Ağrı’nın merkeze bağlı 100. Yıl Mahallesinde yaşayan kadınlar kış sofralarının vazgeçilmez lezzetlerinden olan ve binbir zahmetle hazırlanan erişteler için hazırlıklara başladı. Asırlık gelenekler arasında olan ve lezzetiyle kış sofralarını süsleyen erişte kesimi için her gün birinin evinde toplanan kadınlar, bahçelerde kurdukları bir alanda bir yandan erişte hamuru yoğururken bir yandan da kestikleri erişleri metrelerce uzunluktaki iplere dizerek kurutuyor. Kurutma işleminin ardından toplanan erişteler, tandır ateşinde kavrulduktan sonra paketlenip kışlık yemek yapımına hazır hale getiriliyor. Saatlerce süren zahmetli ve yorucu işlemlerin ardından masalardan kalkan kadınlar, koyu bir sohbet ve semaver çayı eşliğinde günü noktalıyor.
“Çok yorucu bir iş ama gerçekten çok lezzetli”
Kışlık erişte hazırlığının göründüğü kadar kolay olmadığını söyleyen kadınlardan Türkan Doğan, kışın makarna yerine erişte tükettiklerini ve çok lezzetli olduğunu belirterek, “ Bu bizim kışlık yiyeceğimiz, yöresel eriştemiz. Sabah kalkıp hamurumuzu yaptık. Yaklaşık 3 saat kadar torbaya koyup ayaklarımızla çiğnedik. Kıvamı tam olunca getirip küçük bezeler halinde makinayla açtık. Daha sonra kesip kurutmaya bıraktık. Kuruduktan sonra hepsini kavuracağız. Kışın makarna yerine bunu yapıyoruz. Çok güzel ve lezzetli oluyor. Önce suda pişirip sonra sosunu ekleyip hazırlıyoruz. Göründüğü gibi değil çok zahmetli bir iş. Komşularla birlikte yardımlaşarak yapıyoruz. Hepsinin payını veriyoruz. Çok yorucu bir iş ama gerçekten çok lezzetli. Eskiden hamuru yoğurup bıçakla tek tek kesiyorlardı. Ama şimdi makina yardımıyla yapıyoruz.” ifadelerine yer verdi.

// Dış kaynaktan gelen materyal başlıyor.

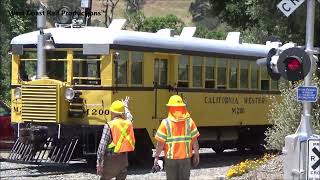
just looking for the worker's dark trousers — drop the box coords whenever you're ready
[164,158,191,180]
[100,153,128,180]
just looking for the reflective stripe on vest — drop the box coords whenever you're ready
[108,121,134,153]
[164,118,191,159]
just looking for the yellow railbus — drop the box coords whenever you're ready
[8,20,280,164]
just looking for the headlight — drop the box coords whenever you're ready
[14,87,22,99]
[65,88,75,100]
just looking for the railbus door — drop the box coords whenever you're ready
[153,55,172,122]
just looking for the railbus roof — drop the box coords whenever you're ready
[11,26,278,59]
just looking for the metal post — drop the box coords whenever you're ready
[283,1,319,179]
[299,0,315,136]
[37,32,46,79]
[36,4,47,79]
[84,0,92,26]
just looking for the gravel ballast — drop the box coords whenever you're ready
[0,149,284,180]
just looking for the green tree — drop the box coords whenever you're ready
[208,0,320,44]
[208,0,320,150]
[126,13,184,34]
[194,26,226,40]
[125,11,145,31]
[139,14,184,33]
[265,79,320,150]
[0,0,35,101]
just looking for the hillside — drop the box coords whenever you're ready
[92,0,194,26]
[36,0,194,27]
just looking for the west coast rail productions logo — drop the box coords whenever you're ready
[8,6,103,23]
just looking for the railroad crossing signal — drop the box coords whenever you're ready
[261,47,311,81]
[278,47,311,81]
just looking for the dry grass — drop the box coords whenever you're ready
[142,0,193,25]
[91,0,193,26]
[32,0,193,26]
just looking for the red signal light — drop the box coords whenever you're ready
[286,57,302,71]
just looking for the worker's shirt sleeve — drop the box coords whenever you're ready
[154,120,167,143]
[96,124,111,166]
[125,107,133,122]
[190,119,200,139]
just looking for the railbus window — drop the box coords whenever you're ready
[217,59,227,89]
[46,51,67,81]
[154,58,167,86]
[114,50,128,85]
[240,60,249,89]
[229,59,238,89]
[260,67,270,90]
[178,55,189,87]
[73,52,101,85]
[205,57,215,88]
[20,51,67,82]
[192,56,203,88]
[250,62,259,89]
[20,51,37,81]
[131,51,143,85]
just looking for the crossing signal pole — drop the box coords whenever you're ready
[274,0,320,179]
[258,0,320,179]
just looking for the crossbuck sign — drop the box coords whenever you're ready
[277,0,305,17]
[308,139,320,179]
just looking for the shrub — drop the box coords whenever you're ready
[265,77,320,150]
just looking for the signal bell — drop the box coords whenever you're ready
[277,47,311,81]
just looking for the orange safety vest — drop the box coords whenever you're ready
[107,118,135,153]
[164,117,192,159]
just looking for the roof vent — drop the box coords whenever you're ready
[226,32,241,44]
[180,27,196,37]
[156,29,174,37]
[108,19,127,30]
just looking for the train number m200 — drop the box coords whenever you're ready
[85,109,110,116]
[232,107,245,115]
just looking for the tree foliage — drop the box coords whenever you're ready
[265,79,320,150]
[209,0,320,44]
[126,0,144,13]
[100,0,120,27]
[139,14,185,33]
[126,13,184,34]
[208,0,320,149]
[194,26,226,40]
[125,11,146,31]
[126,12,225,40]
[0,0,35,101]
[189,0,211,22]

“Eski gelenekleri sürdürmek güzel”
Annesinin evine erişte hazırlığı için gelen Öznur Acar ise, gelenek haline gelen bu işlemi yapmaktan keyif aldığını ve erişte makinalarının çıkmasıyla birlikte işlerinin biraz daha kolaylaştığını vurgulayarak, “Her sene bu vakitlerde erişte kesiyoruz. Bütün mahalle toplandık. Bugün bize yapacağız yarın tekrar bir araya gelip diğer komşulara yapacağız. Bu tür geleneksel yemekler kışın çok güzel gidiyor. Babaannem bize öğretmişti zamanında. Maya ve tuz ile hamurumuzu yapıyoruz. Biraz sert olması lazım. Bir çuvala koyuyoruz ayaklarla eziyoruz iyice. Daha sonra bıçaklarla kesip beze yapıyoruz. Ardından bezeleri açıp erişte makinasına koyuyoruz. Organik oluyor. Eskiden elle kesilirdi ama makinalar çıktı. İşimizi biraz daha kolaylaştırdı. Çok güzel bir aradayız, beraber yapıyoruz. Kışın da beraber yiyoruz. Eski gelenekleri sürdürmek güzel.” şeklinde konuştu.